Abbasso lo sguardo leggermente imbarazzata.
«Scusi ma ieri notte non ho dormito».
«Non è un buon motivo. Ora uno alla volta scendete dal pullman e prendete le vostre valigie».
Mi incammino sospirando e mi dirigo verso l'uscita.
Scendiamo dal pullman e l'autista prende le valigie, poggiandole a terra.

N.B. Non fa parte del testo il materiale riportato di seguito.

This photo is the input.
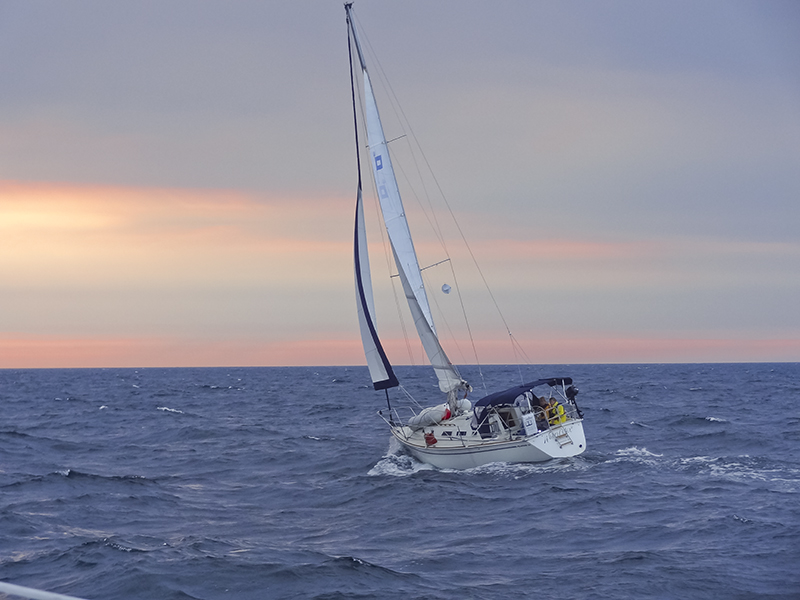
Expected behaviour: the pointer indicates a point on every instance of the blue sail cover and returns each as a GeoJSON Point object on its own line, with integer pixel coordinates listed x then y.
{"type": "Point", "coordinates": [508, 396]}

Prendo la mia e vado a sbattere contro qualcuno.
«Scusa...».
Mi giro verso la persona che ha parlato e vedo Luce, che mi guarda negli occhi.
Abbasso lo sguardo ma la vedo sorridere e si allontana.
Dopo aver preso le valigie, riuniscono tutte le classi all'ingresso e ci assegnano le stanze.
La nostra è la 112.
Danno le chiavi a Madison e ci mandano al secondo piano dove ci sono anche le stanze di Zack, di Jack, del gruppo di Jenna e di quello di Rocco.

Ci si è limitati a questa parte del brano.